Any traditional yardstick used to measure the duration of economic and equity market cycles is signaling that both the current recovery and bull market are approaching an inflection point.

Conventional wisdom holds the economy and financial market cycles are distinct and driven by different variables. That said, it’s not just coincidence that the current stock market rebound started in March 2009 and the recovery began in May of that year.

Furthermore, the deep recession and violent bear market that preceded the recovery both began in December 2007.

But that’s about all the current economic expansion and bull market have in common. From their low in March 2009 to their high earlier this year, the sustained surge in stock prices has been one of the most powerful in history.

In contrast, the economic recovery has been the weakest of most Americans’ lifetimes. Travel around the world and one will find the same melancholy sentiment that is pervasive in America.

This paradox explains why many have viewed the advance in equity prices as suspect, making this the least loved bull market in modern memory. Skeptics, and there are many, contend that rising stock prices around the world are primarily the result of synchronized global central bank manipulation, raising the question of whether asset prices are out of balance around the globe.

Dividend And Bond Yields
Finding evidence that Fed policy is creating distortions in financial asset prices isn’t difficult. Exhibit One is the gap between 10-year Treasurys and the dividend yield on blue-chip equities. As of early October, 10-year Treasurys were yielding about 2.0% while the Dow Jones Industrial Average was yielding about 2.5%.

That represents a dramatic departure from the post-1950s experience of American financial markets. From the 1930s until the late 1950s, risk-averse investors were so scarred by the Great Depression they expected and received a higher yield from equities than relatively safe corporate bonds.

When depression fears finally subsided, Mr. Market decided that the upside of rising dividends represented a better value than the safety of corporate bonds. Observers like the late Peter Bernstein noted that investors in the late 1950s wrongly assumed this change might be temporary. For the better part of the next 50 years, however, it proved permanent, as dividends generally yielded less than bonds.

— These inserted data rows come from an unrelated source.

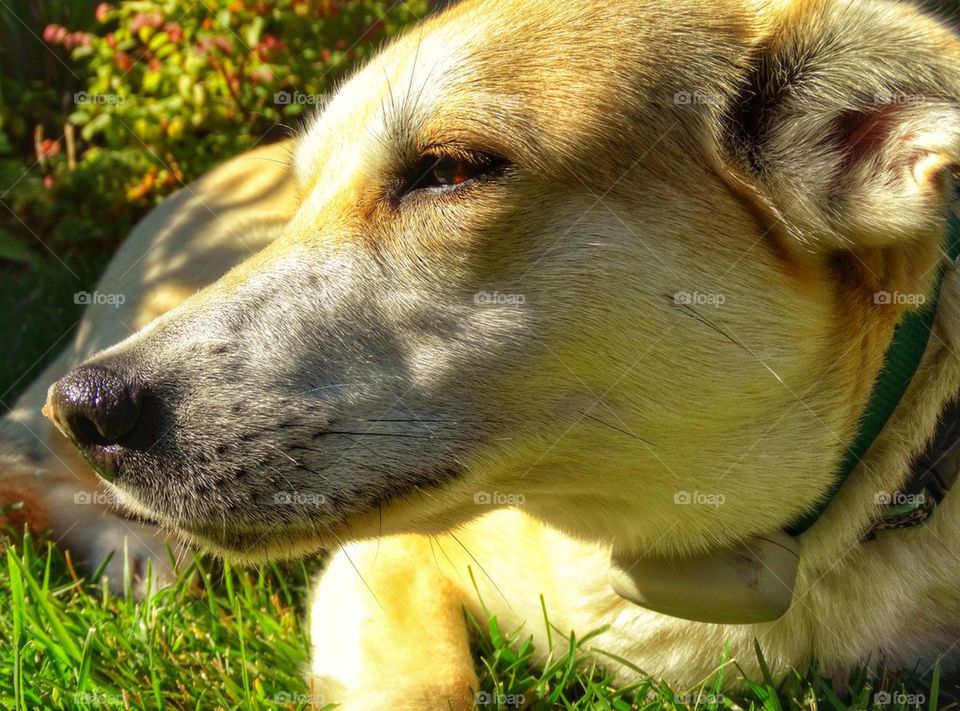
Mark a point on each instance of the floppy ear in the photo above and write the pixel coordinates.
(848, 124)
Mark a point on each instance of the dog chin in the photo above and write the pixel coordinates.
(257, 547)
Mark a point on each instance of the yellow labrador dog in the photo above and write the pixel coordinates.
(647, 310)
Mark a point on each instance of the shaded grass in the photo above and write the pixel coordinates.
(230, 638)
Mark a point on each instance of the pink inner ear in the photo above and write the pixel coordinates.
(863, 134)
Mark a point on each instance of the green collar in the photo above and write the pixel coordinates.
(900, 364)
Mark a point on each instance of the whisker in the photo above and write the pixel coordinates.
(618, 429)
(362, 579)
(714, 327)
(495, 586)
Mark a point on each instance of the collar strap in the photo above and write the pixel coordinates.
(900, 364)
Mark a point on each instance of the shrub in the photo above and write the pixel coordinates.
(154, 92)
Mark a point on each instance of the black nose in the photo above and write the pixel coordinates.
(95, 405)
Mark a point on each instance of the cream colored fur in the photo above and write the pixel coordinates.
(615, 397)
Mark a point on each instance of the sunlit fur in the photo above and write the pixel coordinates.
(349, 362)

Since 2009, however, the relationship between stock and bond prices and yields has changed. Late that year, Wells Fargo fund manager Margie Patel noted that the yield on shares of Clorox, as stable a consumer staple as one can find, exceeded the yield on its bonds.

One might attribute that to post-financial crisis jitters, but six years later the phenomenon remains widespread. Procter & Gamble shares are yielding 3.4% while its bonds give investors 2.7%. Microsoft stock pays a 3.1% dividend while its bonds offer a 2.5% yield. “When people look at marginal relationships, it says the marginal returns will come from yield, not growth,” Patel says.

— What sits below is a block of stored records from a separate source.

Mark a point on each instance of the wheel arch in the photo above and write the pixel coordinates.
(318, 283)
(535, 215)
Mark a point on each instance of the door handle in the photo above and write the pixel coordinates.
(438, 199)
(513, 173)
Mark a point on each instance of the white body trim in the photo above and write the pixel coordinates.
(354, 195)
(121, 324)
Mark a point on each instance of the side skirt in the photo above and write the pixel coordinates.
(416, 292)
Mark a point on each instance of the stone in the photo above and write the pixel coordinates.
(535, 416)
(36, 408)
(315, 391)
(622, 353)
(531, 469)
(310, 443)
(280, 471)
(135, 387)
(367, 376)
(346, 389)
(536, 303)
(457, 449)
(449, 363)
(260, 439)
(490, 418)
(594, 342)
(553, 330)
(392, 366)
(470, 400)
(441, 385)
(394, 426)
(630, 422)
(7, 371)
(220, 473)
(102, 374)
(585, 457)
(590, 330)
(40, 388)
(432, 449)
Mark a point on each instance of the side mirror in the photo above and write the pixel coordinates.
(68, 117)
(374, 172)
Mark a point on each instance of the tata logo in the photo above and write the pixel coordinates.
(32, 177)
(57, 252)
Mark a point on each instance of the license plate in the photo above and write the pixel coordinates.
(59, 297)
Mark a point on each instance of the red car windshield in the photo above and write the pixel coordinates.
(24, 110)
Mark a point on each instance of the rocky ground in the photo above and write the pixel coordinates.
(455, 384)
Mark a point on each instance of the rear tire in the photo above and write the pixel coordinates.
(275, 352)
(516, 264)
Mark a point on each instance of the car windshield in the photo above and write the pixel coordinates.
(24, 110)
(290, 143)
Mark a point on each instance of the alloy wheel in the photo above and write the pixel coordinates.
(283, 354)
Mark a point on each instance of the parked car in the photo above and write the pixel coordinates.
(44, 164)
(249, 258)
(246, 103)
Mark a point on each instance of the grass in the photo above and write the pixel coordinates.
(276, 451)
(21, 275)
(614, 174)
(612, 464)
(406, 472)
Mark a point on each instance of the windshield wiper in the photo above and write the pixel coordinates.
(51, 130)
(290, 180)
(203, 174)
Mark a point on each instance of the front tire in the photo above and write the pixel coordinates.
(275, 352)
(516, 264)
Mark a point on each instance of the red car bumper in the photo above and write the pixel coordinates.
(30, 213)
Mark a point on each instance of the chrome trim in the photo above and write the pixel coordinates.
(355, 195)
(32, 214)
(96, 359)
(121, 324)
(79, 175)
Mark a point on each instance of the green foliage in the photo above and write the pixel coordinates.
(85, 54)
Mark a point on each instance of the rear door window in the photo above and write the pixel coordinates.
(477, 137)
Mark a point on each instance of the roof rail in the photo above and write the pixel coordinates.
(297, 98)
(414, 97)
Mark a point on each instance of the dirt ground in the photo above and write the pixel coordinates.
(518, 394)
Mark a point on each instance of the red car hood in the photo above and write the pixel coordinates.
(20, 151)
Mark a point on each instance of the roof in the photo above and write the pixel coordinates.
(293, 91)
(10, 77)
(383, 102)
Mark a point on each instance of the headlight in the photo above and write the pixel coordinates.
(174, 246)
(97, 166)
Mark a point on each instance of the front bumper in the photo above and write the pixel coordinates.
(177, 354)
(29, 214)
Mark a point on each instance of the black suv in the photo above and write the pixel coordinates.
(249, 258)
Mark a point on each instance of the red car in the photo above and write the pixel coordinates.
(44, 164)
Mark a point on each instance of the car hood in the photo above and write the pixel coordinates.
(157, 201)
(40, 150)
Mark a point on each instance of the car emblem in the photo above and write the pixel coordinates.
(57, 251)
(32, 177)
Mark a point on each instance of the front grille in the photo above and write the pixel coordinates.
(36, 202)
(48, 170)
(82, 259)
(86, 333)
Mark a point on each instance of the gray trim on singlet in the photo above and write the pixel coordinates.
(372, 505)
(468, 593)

Is the change in the relationship between blue-chip bond and equity yields a sign of a secular change in how markets price financial assets or is it the result of extreme, distorted monetary policy? One could argue that corporate America is responding to a new reality—scarce growth opportunities for capital projects and competition to satisfy the needs of an older, income-starved base of investors.

Patel, however, believes the Fed’s policy is a major culprit that is no longer helping the markets or the economy. The central bank, obsessed with finding excuses not to raise interest rates, doesn’t need to look far to find them.